"Hello in There" features some of the most poignant lyrics John Prine ever wrote -- and that's saying something, considering he's got a catalog of lump-in-the-throat songs -- "Sam Stone," "Six O'Clock News" and "Souvenirs" among them.
Prine earned an early reputation for being able to write "old." "He was unlike anyone I'd ever seen," Kris Kristofferson said. "Such a young kid and yet he's writing songs like 'Hello in There.'" Most of the song's narrative is told from the perspective of an aging factory worker. He's retired, the kids have scattered to the winds, he doesn't have much left to say to his wife or his friends. The tune shuffles along, as if in time to the gait of the aging protagonist.
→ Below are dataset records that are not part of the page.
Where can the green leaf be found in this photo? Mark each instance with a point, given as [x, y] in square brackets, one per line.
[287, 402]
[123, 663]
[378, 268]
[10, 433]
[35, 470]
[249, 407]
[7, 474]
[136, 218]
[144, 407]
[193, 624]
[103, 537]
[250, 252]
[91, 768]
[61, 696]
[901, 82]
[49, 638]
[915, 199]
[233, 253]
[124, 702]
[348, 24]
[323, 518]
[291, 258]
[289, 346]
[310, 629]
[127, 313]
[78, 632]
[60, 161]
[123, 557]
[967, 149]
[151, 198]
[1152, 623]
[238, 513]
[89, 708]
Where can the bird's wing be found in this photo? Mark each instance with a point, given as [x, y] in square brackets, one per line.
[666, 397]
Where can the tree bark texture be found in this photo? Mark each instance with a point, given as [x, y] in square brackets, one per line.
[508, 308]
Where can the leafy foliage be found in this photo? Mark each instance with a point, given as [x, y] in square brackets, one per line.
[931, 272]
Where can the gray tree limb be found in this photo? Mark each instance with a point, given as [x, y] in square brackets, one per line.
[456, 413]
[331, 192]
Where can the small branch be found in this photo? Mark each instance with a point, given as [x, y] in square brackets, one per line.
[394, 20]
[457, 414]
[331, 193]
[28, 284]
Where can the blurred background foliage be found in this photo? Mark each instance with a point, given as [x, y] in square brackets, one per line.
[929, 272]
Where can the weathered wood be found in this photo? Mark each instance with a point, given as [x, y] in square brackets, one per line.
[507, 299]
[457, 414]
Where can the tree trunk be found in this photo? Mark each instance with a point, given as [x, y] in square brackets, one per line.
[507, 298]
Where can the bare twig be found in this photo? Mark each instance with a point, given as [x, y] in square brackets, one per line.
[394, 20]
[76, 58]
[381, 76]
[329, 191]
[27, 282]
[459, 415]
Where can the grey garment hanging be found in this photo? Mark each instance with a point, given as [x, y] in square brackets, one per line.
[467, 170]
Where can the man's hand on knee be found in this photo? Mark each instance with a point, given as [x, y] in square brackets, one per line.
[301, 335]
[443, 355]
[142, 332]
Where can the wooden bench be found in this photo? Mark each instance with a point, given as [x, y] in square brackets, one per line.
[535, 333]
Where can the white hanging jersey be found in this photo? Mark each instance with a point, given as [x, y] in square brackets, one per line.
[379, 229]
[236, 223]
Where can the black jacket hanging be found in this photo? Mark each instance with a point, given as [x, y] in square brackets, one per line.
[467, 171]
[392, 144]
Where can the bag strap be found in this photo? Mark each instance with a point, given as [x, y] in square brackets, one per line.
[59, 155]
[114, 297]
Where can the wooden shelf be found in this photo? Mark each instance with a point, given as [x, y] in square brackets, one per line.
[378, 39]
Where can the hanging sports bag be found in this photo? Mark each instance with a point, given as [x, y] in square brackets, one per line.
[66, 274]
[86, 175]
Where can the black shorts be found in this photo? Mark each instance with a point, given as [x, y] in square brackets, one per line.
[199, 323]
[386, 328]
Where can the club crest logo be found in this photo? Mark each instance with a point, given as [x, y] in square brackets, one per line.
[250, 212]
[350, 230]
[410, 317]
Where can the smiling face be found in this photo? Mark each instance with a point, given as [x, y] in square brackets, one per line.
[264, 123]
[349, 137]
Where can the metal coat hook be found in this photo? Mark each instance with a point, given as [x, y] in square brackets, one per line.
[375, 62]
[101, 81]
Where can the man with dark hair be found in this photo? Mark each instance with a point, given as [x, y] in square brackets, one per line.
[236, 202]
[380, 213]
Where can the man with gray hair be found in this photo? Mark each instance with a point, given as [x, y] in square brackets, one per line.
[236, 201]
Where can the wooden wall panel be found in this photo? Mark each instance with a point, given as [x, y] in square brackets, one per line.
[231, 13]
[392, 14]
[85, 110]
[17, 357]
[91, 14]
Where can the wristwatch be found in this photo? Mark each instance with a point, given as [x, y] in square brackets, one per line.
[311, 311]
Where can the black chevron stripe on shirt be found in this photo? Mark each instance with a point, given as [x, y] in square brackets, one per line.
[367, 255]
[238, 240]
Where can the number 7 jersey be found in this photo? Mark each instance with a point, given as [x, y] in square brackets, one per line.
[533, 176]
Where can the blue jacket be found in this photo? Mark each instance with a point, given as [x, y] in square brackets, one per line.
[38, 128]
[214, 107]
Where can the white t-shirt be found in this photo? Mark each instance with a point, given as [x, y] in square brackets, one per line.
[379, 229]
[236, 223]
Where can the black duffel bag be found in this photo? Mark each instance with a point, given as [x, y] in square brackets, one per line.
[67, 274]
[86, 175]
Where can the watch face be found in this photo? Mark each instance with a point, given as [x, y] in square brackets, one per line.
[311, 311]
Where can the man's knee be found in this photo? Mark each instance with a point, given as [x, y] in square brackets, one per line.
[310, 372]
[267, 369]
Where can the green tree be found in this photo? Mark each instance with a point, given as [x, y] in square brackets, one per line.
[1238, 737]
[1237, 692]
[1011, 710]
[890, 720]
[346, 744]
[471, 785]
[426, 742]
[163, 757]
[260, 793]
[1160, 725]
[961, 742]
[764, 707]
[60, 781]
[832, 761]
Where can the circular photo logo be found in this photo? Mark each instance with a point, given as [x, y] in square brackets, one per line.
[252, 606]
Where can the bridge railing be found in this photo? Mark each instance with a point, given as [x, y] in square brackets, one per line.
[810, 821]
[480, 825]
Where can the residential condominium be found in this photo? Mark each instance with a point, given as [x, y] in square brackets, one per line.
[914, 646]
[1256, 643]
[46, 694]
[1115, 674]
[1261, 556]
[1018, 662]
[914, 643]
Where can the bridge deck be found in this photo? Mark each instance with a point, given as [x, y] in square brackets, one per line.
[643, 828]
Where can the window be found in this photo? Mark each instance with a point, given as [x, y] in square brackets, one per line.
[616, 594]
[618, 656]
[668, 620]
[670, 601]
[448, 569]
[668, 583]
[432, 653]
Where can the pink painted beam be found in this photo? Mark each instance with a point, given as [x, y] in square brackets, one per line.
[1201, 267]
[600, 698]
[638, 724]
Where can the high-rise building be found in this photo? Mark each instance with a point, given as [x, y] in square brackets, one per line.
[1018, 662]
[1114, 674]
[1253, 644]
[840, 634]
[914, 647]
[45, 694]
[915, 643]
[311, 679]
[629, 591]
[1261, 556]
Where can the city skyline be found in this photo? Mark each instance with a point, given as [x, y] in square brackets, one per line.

"Hello in There" seems to be building toward a rebuke of its narrator for (to borrow a phrase from a Townes van Zandt song from around the same time) waiting around to die. That wouldn't be surprising, given that Prine wasn't even 24 when he composed "Hello in There," at the height of the 1960s youth culture. But, that's not the direction he takes the song. "Old trees just grow stronger, and old rivers grow wilder every day," he observes with sadness. Yet, "old people just grow lonesome." For the song's coda, Prine steps out of character and admonishes his peers not to pity or ignore the elderly. "Don't just pass them by and stare, as if you didn't care. Say 'hello in there.'"
The song, which was later covered by Bette Midler, Joan Baez and others, appeared on Prine's incredible 1970 debut album. But, the version posted here is a re-recording from Souvenirs, released 30 years later. Prine's singing on the original recording lacks some of the vocal finesse he developed over his career. In middle age, Prine brings fresh perspective to the song. He still offers up the lesson to those who too quickly dismiss their parents. But, in his performance, you can also sense Prine's realization that he's closer in age to the main character in "Hello in There" than he is to the songwriter who composed it.